I'm amazed and amused by the convoluted illogic of arguments that try to put a happy face on the blundering Obama administration, especially its nonsensical economic policies.

Federalism, often described as one of the great strengths of the American system, has become a serious impediment to reversing the downturn.

It’s easy enough, of course, to mock state governments nowadays, what with California issuing I.O.U.s to pay its bills and New York’s statehouse becoming the site of palace coups and senatorial sit-ins. But the real problem isn’t the fecklessness of local politicians. It’s the ordinary way in which state governments go about their business. Think about the $787-billion federal stimulus package. It’s built on the idea that during serious economic downturns the government can use spending increases and tax cuts to counteract the effects of consumers who are cutting back on spending and businesses that are cutting back on investment. So fiscal policy at the national level is countercyclical: as the economy shrinks, government expands. At the state level, though, the opposite is happening. Nearly every state government is required to balance its budget. When times are bad, jobs vanish, sales plummet, investment declines, and tax revenues fall precipitously—in New York, for instance, state revenues in April and May were down thirty-six per cent from a year earlier. So states have to raise taxes or cut spending, or both, and that’s precisely what they’re doing: states from New Jersey to Oregon have raised taxes in the past year, while significant budget cuts have become routine and are likely to get only deeper in the year ahead. The states’ fiscal policy, then, is procyclical: it’s amplifying the effects of the downturn, instead of mitigating them. Even as the federal government is pouring money into the economy, state governments are effectively taking it out. It’s a push-me, pull-you approach to fighting the recession.

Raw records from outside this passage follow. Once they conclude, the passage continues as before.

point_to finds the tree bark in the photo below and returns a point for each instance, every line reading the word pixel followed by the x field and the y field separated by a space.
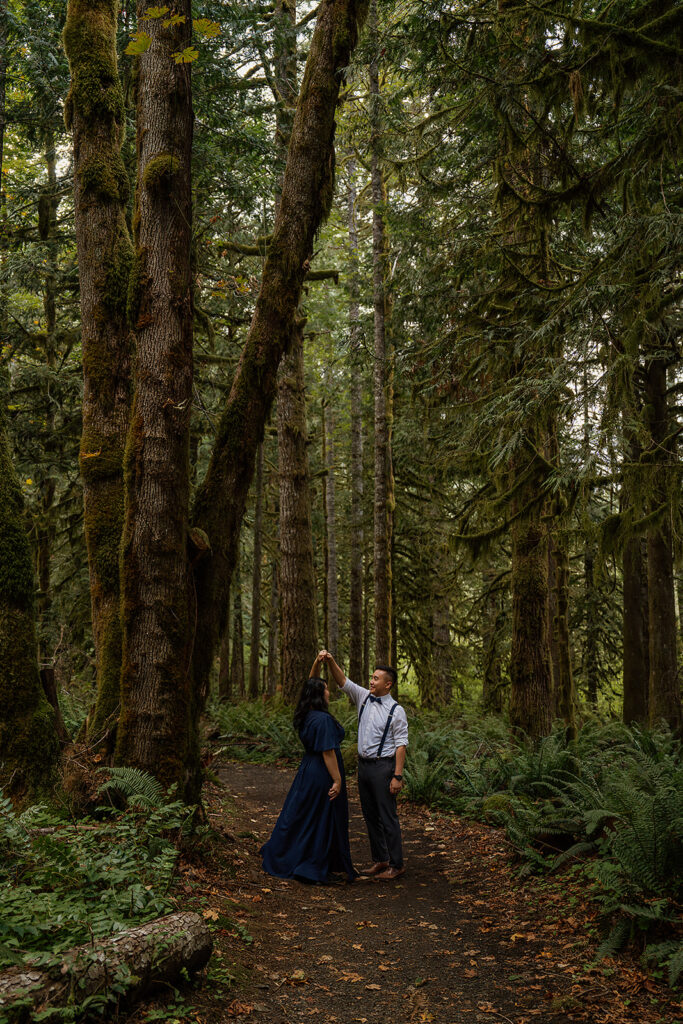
pixel 254 659
pixel 382 559
pixel 331 502
pixel 158 727
pixel 530 696
pixel 306 198
pixel 48 205
pixel 272 665
pixel 29 745
pixel 355 346
pixel 493 622
pixel 665 689
pixel 238 654
pixel 224 684
pixel 94 110
pixel 298 612
pixel 565 694
pixel 152 954
pixel 636 658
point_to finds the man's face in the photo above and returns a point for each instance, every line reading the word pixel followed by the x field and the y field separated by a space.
pixel 380 684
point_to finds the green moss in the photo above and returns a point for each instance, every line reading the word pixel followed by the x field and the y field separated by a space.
pixel 118 267
pixel 137 284
pixel 29 745
pixel 104 177
pixel 160 172
pixel 89 41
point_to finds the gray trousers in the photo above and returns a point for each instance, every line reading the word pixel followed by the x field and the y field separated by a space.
pixel 379 809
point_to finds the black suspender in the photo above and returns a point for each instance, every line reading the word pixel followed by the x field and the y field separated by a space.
pixel 386 727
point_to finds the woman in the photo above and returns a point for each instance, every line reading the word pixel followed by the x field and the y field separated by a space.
pixel 310 838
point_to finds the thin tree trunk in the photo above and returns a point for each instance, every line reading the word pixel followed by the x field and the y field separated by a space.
pixel 493 622
pixel 665 688
pixel 94 110
pixel 48 204
pixel 157 728
pixel 238 656
pixel 29 744
pixel 272 673
pixel 326 548
pixel 355 345
pixel 382 574
pixel 306 198
pixel 636 658
pixel 298 614
pixel 333 593
pixel 530 696
pixel 565 699
pixel 224 682
pixel 254 660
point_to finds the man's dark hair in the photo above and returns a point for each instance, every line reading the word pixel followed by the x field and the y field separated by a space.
pixel 391 673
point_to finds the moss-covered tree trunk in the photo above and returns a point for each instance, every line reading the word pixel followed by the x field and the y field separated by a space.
pixel 530 680
pixel 29 744
pixel 159 614
pixel 382 552
pixel 355 400
pixel 238 648
pixel 635 631
pixel 95 112
pixel 306 196
pixel 255 647
pixel 665 687
pixel 298 611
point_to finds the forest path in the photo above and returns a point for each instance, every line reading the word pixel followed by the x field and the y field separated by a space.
pixel 458 939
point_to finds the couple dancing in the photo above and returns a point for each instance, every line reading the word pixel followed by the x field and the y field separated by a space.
pixel 310 838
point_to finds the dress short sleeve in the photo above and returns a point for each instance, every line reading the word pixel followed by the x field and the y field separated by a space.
pixel 319 732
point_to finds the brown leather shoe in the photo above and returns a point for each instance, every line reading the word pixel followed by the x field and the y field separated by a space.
pixel 390 873
pixel 379 865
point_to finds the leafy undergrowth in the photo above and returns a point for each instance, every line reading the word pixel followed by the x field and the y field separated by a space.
pixel 605 809
pixel 63 884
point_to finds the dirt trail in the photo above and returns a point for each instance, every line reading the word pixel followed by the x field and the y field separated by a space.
pixel 457 939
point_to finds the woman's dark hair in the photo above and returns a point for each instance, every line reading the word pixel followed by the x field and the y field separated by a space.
pixel 312 698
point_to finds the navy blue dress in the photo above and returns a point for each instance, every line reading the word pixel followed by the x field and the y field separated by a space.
pixel 310 838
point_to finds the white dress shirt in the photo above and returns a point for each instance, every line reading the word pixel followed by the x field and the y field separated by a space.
pixel 371 726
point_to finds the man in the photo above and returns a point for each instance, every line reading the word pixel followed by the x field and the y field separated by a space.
pixel 382 742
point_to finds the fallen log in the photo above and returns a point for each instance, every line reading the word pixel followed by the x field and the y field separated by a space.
pixel 131 963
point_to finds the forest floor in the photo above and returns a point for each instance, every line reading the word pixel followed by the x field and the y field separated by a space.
pixel 459 939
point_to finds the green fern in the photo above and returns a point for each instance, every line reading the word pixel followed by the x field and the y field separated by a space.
pixel 136 786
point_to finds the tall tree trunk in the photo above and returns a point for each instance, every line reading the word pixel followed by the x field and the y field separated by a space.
pixel 333 592
pixel 157 728
pixel 326 549
pixel 355 345
pixel 530 696
pixel 636 657
pixel 665 689
pixel 271 671
pixel 48 204
pixel 298 613
pixel 29 745
pixel 565 698
pixel 440 690
pixel 238 656
pixel 224 682
pixel 254 659
pixel 493 622
pixel 306 198
pixel 95 112
pixel 591 641
pixel 382 558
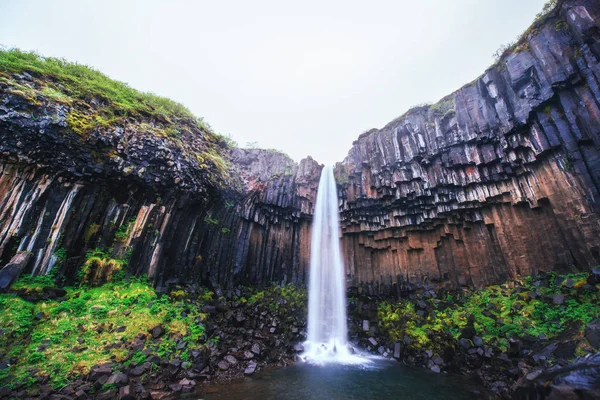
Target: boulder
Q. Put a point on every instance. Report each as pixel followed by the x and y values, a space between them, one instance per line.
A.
pixel 126 393
pixel 592 334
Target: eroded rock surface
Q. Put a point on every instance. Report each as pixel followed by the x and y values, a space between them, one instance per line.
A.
pixel 498 179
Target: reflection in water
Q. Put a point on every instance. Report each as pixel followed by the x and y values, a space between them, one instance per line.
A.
pixel 379 380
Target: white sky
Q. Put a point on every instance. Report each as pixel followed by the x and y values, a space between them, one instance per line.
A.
pixel 305 77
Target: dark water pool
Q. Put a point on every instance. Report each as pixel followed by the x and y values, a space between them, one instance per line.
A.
pixel 382 379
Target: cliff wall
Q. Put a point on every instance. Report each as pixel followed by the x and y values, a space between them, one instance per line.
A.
pixel 179 207
pixel 499 179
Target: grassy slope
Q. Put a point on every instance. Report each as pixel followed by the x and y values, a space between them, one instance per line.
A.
pixel 45 336
pixel 96 102
pixel 520 309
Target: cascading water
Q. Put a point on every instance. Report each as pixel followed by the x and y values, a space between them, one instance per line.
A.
pixel 327 327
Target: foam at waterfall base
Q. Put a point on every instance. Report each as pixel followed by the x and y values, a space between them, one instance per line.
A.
pixel 329 353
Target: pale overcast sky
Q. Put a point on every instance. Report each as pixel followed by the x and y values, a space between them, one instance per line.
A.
pixel 304 77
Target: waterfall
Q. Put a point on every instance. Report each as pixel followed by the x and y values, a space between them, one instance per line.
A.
pixel 327 321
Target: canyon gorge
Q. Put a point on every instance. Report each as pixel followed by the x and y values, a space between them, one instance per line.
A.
pixel 143 255
pixel 497 180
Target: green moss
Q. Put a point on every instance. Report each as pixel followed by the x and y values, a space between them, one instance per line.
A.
pixel 499 312
pixel 83 82
pixel 90 315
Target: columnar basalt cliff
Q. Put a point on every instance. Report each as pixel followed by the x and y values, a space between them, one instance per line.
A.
pixel 179 207
pixel 497 180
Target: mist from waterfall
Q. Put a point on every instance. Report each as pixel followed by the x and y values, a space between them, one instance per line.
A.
pixel 327 321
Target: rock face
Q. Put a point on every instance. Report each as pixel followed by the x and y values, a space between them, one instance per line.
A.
pixel 500 178
pixel 178 208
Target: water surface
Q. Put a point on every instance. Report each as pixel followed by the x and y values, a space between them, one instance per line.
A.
pixel 382 379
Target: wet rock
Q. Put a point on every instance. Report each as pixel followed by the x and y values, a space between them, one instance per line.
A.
pixel 157 331
pixel 176 387
pixel 137 371
pixel 298 348
pixel 12 270
pixel 231 359
pixel 107 395
pixel 566 350
pixel 592 333
pixel 118 379
pixel 514 348
pixel 223 365
pixel 126 393
pixel 99 372
pixel 397 349
pixel 251 368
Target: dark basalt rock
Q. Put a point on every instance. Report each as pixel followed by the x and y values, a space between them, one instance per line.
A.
pixel 499 179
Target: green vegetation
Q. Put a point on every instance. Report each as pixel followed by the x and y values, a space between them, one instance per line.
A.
pixel 521 44
pixel 63 339
pixel 500 312
pixel 75 81
pixel 96 103
pixel 90 326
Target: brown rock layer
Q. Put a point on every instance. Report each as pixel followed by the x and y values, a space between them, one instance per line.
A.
pixel 499 179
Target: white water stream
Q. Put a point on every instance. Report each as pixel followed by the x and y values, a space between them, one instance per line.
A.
pixel 327 321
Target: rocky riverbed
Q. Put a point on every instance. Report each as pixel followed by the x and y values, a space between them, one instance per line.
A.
pixel 123 339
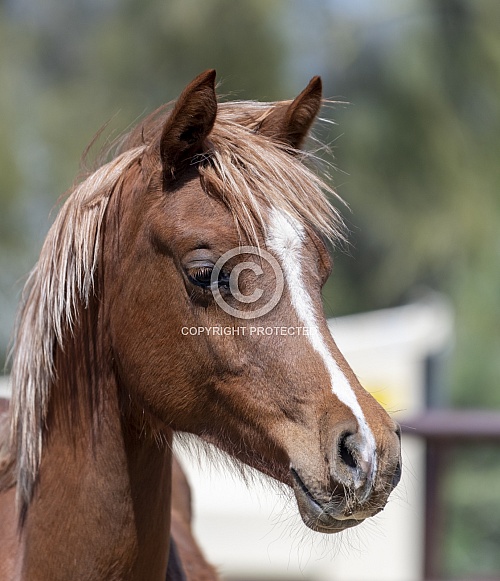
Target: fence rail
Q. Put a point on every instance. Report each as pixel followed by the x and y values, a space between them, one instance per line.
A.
pixel 442 430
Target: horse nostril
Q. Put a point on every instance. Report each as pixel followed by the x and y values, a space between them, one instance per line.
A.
pixel 345 453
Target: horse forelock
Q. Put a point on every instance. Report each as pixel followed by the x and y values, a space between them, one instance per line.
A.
pixel 251 174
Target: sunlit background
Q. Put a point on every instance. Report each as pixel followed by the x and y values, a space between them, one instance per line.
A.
pixel 416 142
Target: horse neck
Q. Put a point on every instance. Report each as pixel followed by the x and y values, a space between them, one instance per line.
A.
pixel 102 502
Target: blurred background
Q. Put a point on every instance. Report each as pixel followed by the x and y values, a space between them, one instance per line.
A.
pixel 416 142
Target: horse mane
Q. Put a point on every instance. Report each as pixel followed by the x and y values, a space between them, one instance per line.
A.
pixel 247 171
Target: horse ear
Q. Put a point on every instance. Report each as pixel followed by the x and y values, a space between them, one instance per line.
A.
pixel 191 120
pixel 291 123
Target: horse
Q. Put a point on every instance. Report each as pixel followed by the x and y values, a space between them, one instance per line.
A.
pixel 179 290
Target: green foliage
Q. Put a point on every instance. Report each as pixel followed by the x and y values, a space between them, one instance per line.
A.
pixel 67 68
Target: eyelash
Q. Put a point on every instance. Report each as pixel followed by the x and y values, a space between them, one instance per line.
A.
pixel 202 277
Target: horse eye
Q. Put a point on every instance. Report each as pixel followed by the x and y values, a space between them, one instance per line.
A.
pixel 201 276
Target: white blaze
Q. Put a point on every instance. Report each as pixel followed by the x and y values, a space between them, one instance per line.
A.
pixel 285 237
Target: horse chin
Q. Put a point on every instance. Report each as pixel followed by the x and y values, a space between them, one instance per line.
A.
pixel 321 519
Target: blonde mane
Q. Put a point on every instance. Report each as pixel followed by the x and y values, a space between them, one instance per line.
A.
pixel 248 171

What sort of idiots would build such an unrealistic policy? It isn't as if the states were recently conjured out of the air. No one can claim to be surprised. That an unrealistic "stimulus" plan doesn't actually stimulate anything is what was expected. What the "stimulus" plan does do is pay off political supporters: to the victor go the spoils.
Now, state cutbacks have not been as severe as they might have been, thanks to the stimulus plan, which includes roughly $140 billion in aid to local governments. That aid, according to a recent study by the Center on Budget and Policy Priorities, has covered thirty to forty per cent of the states’ budget shortfalls. Money for the states translates directly into jobs not lost and services not cut—which is why you can make a good case that more of the stimulus should have gone to state aid. Yet there’s no sign that those budget gaps are getting smaller, and, as the federal money runs out, state tax increases and spending cutbacks are only going to become more common. In the midst of this downturn, some of the biggest players in the economy—state and local governments together account for about thirteen per cent of G.D.P.—will be doing precisely the wrong thing.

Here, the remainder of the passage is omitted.